Joan Cruz distingue trois types d’incorruptibilité physique :

  • Les corps volontairement conservés par embaumement ou toute autre technique (momies)
  • Les corps préservés accidentellement ou grâce à des techniques naturelles (momies naturelles)
  • Les cas d’incorruptibilité authentiques et non expliqués par la science

On a émis quelques hypothèses :

  • Extrême sécheresse de l’air et absence de poussière. C’est le cas de la nécropole de Kiev
  • Rôle possible des radiations mais qui reste valable que dans quelques cas

Il existe également un phénomène appelé « saponification » qui est la transformation des tissus humains en une masse ammoniacale savonneuse tandis que l’épiderme se durcit.
Cette substance saponifiée est dite « gras de cadavre » ou « adipocire ».

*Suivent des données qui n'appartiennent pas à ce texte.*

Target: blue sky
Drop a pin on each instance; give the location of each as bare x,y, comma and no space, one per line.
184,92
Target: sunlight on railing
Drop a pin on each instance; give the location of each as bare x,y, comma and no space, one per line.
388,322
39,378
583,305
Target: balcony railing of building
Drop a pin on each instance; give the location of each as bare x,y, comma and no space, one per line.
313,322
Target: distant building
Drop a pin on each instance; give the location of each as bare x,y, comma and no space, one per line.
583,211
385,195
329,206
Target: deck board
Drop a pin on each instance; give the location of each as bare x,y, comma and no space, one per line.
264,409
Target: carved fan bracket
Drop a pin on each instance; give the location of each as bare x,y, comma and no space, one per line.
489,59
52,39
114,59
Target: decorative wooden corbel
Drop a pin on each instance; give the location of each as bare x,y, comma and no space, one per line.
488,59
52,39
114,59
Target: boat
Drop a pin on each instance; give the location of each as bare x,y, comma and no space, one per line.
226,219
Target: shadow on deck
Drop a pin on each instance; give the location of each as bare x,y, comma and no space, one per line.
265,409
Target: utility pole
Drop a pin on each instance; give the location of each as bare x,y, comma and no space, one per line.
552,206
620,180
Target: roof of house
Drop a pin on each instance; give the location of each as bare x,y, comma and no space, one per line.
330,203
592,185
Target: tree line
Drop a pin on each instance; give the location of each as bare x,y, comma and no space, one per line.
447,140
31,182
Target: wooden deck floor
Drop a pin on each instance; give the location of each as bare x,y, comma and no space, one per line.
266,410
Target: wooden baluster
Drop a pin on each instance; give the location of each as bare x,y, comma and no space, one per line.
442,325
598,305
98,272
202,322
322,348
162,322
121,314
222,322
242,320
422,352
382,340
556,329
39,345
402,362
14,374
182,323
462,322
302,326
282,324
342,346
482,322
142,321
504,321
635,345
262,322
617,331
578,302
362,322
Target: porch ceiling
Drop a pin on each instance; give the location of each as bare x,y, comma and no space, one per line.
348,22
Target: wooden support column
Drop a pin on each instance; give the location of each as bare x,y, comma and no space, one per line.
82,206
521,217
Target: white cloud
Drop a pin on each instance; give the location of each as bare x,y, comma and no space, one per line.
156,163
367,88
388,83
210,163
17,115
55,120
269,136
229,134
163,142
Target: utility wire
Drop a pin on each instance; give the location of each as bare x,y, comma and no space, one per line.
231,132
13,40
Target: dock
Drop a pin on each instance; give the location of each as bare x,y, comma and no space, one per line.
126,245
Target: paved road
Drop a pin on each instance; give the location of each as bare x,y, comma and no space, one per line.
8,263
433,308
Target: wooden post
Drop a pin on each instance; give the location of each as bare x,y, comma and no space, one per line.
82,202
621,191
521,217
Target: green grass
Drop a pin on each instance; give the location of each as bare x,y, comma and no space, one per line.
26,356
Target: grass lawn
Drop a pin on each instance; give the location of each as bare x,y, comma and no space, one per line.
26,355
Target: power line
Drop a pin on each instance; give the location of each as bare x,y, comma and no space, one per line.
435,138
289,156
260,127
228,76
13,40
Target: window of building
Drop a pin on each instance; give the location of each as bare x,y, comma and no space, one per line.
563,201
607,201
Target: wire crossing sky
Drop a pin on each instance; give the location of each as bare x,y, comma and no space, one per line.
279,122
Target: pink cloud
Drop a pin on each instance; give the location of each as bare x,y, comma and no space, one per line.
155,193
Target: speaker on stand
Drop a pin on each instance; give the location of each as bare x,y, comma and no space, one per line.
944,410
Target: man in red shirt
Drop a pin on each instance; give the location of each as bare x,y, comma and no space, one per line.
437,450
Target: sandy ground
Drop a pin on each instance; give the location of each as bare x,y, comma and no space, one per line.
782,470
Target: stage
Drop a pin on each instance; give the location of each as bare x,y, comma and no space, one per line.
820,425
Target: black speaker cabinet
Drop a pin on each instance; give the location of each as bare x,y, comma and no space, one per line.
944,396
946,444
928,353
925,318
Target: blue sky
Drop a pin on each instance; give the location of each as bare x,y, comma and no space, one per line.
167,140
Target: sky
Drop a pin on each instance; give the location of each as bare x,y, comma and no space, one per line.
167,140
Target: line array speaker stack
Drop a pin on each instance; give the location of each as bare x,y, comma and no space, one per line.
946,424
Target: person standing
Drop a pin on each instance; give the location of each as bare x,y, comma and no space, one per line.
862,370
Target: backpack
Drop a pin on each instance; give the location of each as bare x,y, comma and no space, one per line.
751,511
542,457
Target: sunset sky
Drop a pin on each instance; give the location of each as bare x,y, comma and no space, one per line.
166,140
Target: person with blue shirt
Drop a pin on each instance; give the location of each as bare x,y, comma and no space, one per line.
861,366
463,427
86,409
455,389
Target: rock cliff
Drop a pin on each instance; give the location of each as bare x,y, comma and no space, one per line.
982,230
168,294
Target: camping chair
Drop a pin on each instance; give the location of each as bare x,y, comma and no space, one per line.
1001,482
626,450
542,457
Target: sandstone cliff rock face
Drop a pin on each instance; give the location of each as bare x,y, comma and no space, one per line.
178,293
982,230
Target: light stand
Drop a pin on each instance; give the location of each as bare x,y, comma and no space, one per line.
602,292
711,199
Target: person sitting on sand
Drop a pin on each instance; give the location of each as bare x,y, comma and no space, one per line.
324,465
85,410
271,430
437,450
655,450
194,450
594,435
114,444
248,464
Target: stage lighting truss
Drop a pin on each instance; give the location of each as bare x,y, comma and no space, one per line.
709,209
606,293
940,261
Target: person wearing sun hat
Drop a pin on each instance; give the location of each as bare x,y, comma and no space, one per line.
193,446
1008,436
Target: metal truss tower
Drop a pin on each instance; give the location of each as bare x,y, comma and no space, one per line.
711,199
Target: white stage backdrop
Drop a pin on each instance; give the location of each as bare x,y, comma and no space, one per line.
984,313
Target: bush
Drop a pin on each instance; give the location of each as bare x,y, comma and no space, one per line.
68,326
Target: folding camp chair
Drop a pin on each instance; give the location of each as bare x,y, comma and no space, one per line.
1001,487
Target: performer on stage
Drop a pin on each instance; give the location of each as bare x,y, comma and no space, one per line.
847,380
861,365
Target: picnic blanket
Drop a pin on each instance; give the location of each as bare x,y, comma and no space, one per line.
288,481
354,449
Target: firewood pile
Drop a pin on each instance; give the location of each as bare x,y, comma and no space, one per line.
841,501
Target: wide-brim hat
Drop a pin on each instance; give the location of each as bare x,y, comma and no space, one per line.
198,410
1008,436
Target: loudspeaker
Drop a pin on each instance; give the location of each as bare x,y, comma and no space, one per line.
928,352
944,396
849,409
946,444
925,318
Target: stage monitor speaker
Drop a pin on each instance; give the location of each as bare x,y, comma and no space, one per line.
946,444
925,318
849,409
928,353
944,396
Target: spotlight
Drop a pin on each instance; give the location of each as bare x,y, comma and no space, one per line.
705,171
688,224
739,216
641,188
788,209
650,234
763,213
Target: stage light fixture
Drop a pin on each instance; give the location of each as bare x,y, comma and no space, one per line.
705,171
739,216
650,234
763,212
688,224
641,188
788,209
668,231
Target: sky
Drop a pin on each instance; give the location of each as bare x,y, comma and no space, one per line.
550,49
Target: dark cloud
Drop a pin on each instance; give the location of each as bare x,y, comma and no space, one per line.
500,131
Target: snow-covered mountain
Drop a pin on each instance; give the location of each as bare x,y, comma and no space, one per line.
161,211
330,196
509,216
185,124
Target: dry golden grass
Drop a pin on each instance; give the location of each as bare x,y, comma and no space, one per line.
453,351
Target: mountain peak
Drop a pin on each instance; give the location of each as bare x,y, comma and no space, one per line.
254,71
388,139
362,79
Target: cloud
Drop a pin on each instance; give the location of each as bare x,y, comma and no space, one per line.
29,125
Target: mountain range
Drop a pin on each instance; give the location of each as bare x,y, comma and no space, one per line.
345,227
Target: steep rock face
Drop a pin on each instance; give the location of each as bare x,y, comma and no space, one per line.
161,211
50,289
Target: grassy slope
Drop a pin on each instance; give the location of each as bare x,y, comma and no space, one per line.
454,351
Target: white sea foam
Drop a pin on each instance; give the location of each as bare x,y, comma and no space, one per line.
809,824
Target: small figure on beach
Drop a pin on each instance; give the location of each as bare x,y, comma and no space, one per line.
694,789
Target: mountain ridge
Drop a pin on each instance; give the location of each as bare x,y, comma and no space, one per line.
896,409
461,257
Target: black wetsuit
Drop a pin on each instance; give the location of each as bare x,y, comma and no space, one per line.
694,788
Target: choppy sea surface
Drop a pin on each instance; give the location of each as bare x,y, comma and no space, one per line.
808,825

On observe ce phénomène chez des cadavres inhumés dans des terrains marécageux putrides. On ignore pourquoi il intervient dans certains cas et pas dans d’autres.

La saponification, qui est une forme particulière de décomposition des lipides, n’est pas courante mais pas non plus exceptionnelle.
Ce phénomène n’est pas considéré comme miraculeux par les autorités ecclésiastiques.

La véritable incorruptibilité est très différente. Pour des raisons inconnues, un corps reste intact tandis que d’autres, à ses côtés, se décomposent.

Il faut préciser que ce « miracle » n’est pas suffisant à lui seul pour obtenir la béatification, sauf pour l’Eglise orthodoxe russe.

Il est important de souligner que ce phénomène se rencontre dans la plupart des religions et que c’est également un thème important de l’inconscient collectif.

Il existe des similitudes entre les divers cas d’incorruptibilité authentique qui sont très rares, rappelons-le.

La science ne peut l’expliquer actuellement. Il est vrai que ce phénomène a laissé la communauté scientifique étrangement indifférente.

Quelles que soient nos convictions et nos croyances religieuses, peut-être devons-nous nous pencher sur la nature de notre existence physique et spirituelle. Que nous soyons un jour destinés à la gloire, comme les saints, ou non, la réalité n’est peut-être pas celle que nous percevons.

Entre la vie et la mort, il nous reste à comprendre l’essence de la réalité elle-même.